La denuncia que desencadenó en la suspensión del ministerio del reconocido sacerdote de zona sur lo acusó de tocamientos y acoso que se habrían mantenido durante 4 años hacia una entonces adolescente. La mujer, que prefirió mantener su identidad bajo reserva, relató que los hechos denunciados sucedieron desde que tenía 14 años y se mantuvieron hasta los 18, cuando terminó de cursar el secundario.

Aramayo era docente del colegio privado al que ella asistía, y fue su confesor. "En una confesión me largué a llorar, él me agarró la mano y yo lo dejé. Por mucho tiempo pensé que haberlo dejado que me toque fue haberlo provocado", recordó la denunciante sobre el primer episodio al que luego le siguieron otros más graves durante sus años en aquel colegio.

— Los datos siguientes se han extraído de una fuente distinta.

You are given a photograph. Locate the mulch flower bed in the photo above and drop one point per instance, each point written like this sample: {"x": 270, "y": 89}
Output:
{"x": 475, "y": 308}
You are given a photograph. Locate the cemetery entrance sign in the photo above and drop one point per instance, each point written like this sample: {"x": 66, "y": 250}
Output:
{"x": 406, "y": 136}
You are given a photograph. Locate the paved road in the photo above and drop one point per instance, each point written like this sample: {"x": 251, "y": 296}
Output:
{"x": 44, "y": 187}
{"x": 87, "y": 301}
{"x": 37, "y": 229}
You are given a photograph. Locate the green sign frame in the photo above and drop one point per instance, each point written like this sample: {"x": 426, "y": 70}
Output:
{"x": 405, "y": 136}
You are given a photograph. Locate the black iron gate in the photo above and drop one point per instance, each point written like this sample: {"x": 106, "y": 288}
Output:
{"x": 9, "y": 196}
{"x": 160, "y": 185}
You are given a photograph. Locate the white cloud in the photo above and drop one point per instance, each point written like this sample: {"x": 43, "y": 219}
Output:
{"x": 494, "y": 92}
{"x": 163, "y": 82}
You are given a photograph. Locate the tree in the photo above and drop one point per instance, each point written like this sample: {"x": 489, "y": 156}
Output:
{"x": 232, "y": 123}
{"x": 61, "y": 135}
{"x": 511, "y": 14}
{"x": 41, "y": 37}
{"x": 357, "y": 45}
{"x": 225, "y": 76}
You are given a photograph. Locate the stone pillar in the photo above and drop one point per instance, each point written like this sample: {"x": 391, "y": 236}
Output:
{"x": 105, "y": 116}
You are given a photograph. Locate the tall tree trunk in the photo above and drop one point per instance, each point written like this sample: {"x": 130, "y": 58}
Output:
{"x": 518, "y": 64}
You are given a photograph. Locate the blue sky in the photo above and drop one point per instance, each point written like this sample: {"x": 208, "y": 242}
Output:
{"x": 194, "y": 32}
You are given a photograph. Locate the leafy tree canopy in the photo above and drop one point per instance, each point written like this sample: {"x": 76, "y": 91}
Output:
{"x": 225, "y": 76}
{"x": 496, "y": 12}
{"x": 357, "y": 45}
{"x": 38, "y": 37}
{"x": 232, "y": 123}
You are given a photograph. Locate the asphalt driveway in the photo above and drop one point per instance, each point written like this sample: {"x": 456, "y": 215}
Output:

"Se hacía el que me estaba retando en la formación, pero no me retaba, me decía cosas obscenas. Cuando estaba a lo lejos me hacía gestos con la boca", contó. La joven comenzó a temerle a su confesor y trataba de evitarlo, pero las situaciones llegaron hasta un empujón a una cama. "No quería quedarme sola con él, mis amigas que ya sabían me acompañaban al baño", señaló.

Dramático relato

La mujer que denunció al cura Aramayo hizo un dramático relató de lo sucedido. Asustada pero también enojada, le pidió explicaciones a su confesor sobre sus tratos, las respuestas, contó, transitaban en tonos agresivos: “Porque sos puta”, le respondió luego de admitirle que estaba “enamorado” de ella, pero en seguida le pedía perdón. “Después volvía a hacer las mismas cosas”, recordó.
Luego de graduarse la mujer se trasladó a otra provincia para cursar sus estudios universitarios. Pero al regresar a Salta se cruzó con el sacerdote en la calle y fue entonces que se enteró que estaba al frente de una parroquia y un colegio, por lo que decidió denunciarlo, para “evitar que hiciera lo mismo con otras personas”.